94814 – Purging GPU memory, out of memory kernel error, plenty of memory available

Bug 94814 - Purging GPU memory, out of memory kernel error, plenty of memory available

Summary: Purging GPU memory, out of memory kernel error, plenty of memory available

Status:	CLOSED NOTOURBUG

Alias:	None

Product:	DRI
Classification:	Unclassified
Component:	DRM/Intel (show other bugs)
Version:	DRI git
Hardware:	x86-64 (AMD64) Linux (All)

Importance:	medium normal
Assignee:	Intel GFX Bugs mailing list
QA Contact:	Intel GFX Bugs mailing list

URL:
Whiteboard:
Keywords:

Depends on:
Blocks:

Reported:	2016-04-04 12:48 UTC by Adam Nielsen
Modified:	2017-08-18 20:44 UTC (History)
CC List:	4 users (show)

See Also:
i915 platform:	HSW
i915 features:	GEM/Other

Attachments
dmesg output after OOM event (108.13 KB, text/plain) 2016-04-04 12:48 UTC, Adam Nielsen	no flags	Details
View All

Description Adam Nielsen 2016-04-04 12:48:26 UTC

Created attachment 122700 [details]
dmesg output after OOM event

In response to this request: https://lists.freedesktop.org/archives/intel-gfx/2016-February/088489.html

I have run the drm-intel-nightly kernel for 18 days, two hours and experienced this problem again.

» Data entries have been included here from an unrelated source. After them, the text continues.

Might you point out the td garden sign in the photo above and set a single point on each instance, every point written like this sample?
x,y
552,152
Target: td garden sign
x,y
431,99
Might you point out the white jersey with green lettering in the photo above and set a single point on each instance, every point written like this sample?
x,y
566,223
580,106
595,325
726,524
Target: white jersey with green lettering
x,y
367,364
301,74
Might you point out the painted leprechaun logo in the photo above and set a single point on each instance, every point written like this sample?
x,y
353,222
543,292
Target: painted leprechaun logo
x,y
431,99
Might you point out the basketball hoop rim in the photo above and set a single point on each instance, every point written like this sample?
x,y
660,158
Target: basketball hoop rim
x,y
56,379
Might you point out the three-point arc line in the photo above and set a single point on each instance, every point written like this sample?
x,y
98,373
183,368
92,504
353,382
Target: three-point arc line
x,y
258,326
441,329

It usually manifests when using mplayer fullscreen (windowed is fine) at 2K or 4K resolution.

The video framerate grinds to a crawl, mplayer spits out messages about the computer being too slow for playback, then applications start getting killed by the kernel OOM killer.

The system has around 14GB of free memory at this point, so it's obviously not main memory it has run out of, although the kernel still tries to kill processes to free up main memory anyway.

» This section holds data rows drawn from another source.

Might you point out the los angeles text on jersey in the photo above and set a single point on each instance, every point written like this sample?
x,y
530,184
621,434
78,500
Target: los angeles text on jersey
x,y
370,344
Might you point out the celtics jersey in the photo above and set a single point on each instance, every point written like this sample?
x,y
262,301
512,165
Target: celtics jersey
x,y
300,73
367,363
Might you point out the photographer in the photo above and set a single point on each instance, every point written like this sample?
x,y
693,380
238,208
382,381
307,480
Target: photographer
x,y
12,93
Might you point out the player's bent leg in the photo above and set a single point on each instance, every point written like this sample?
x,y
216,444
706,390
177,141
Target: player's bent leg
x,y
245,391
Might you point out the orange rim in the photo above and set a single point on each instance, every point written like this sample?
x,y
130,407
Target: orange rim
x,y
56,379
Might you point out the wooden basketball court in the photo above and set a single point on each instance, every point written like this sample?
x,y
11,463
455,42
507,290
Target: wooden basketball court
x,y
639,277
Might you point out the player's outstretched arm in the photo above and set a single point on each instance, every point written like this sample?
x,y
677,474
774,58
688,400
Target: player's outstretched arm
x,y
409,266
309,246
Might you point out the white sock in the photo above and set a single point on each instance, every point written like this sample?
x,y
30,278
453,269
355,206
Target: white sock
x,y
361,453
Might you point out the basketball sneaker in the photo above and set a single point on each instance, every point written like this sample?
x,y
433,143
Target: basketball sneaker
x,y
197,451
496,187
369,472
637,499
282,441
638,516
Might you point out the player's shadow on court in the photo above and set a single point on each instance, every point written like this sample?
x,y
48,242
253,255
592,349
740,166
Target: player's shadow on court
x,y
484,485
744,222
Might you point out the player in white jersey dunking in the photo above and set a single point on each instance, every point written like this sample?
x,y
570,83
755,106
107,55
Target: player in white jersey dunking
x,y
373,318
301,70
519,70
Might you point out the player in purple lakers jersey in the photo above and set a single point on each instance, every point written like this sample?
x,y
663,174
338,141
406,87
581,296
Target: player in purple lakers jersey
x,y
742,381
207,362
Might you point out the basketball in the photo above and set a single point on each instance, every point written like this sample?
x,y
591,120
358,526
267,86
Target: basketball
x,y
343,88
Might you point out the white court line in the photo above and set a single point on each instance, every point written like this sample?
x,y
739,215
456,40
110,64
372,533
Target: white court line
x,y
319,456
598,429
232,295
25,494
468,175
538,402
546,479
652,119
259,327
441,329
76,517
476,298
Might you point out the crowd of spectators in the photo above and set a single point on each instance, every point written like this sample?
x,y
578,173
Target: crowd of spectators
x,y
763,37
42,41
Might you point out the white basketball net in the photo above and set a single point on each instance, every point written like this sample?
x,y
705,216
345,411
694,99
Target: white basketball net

The mailing list post has copies of dmesg from a normal kernel, and I will attach copies of dmesg output for drm-intel-nightly.  To produce this dmesg output, I ran mplayer in fullscreen mode at 4K (720p video), after a few minutes it ran slowly so I exited mplayer and observed one process was killed.  I immediately launched mplayer again and it was slow from the start, and then when I exited I observed another process was killed.

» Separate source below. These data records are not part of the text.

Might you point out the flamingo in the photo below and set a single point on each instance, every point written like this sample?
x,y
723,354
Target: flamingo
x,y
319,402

I can now no longer run mplayer as it will kill all my processes one by one, so to run mplayer again I will need to restart my machine.  It almost seems like there is a video memory leak, video memory is becoming fragmented, or something along those lines.  It always seems to take at least two weeks for the problem to surface.

System architecture: x86_64
Kernel version: 4.5.0-1-drm-intel-nightly
Distribution: Arch Linux
Machine: Intel DH87MC motherboard, latest BIOS as of drm-intel-nightly compilation date (reflashed before booting this kernel)
Display connector: DP@4K, DVI@1600x1200 portrait, HDMI@1600x1200 portrait

I only just saw the request to use drm.debug=0x1e so I will add that to my kernel command line now and reboot in a day or two if I don't hear back with any more tests to run, and in another 18 days or so when the issue happens again I'll attach the more detailed logs.

Comment 1 Chris Wilson 2016-04-04 13:07:08 UTC

(In reply to Adam Nielsen from comment #0)
> The system has around 14GB of free memory at this point, so it's obviously
> not main memory it has run out of, although the kernel still tries to kill
> processes to free up main memory anyway.

No, it doesn't. That 14GiB are alloted to the video driver and still in use by userspace. The oom event says you have less than 100MiB of free pages available.

cat /sys/kernel/debug/dri/0/i915_gem_objects.

Comment 2 Adam Nielsen 2016-04-04 13:24:49 UTC

Hmm, that's odd - how can I find out what is using 14GB(!) of video memory?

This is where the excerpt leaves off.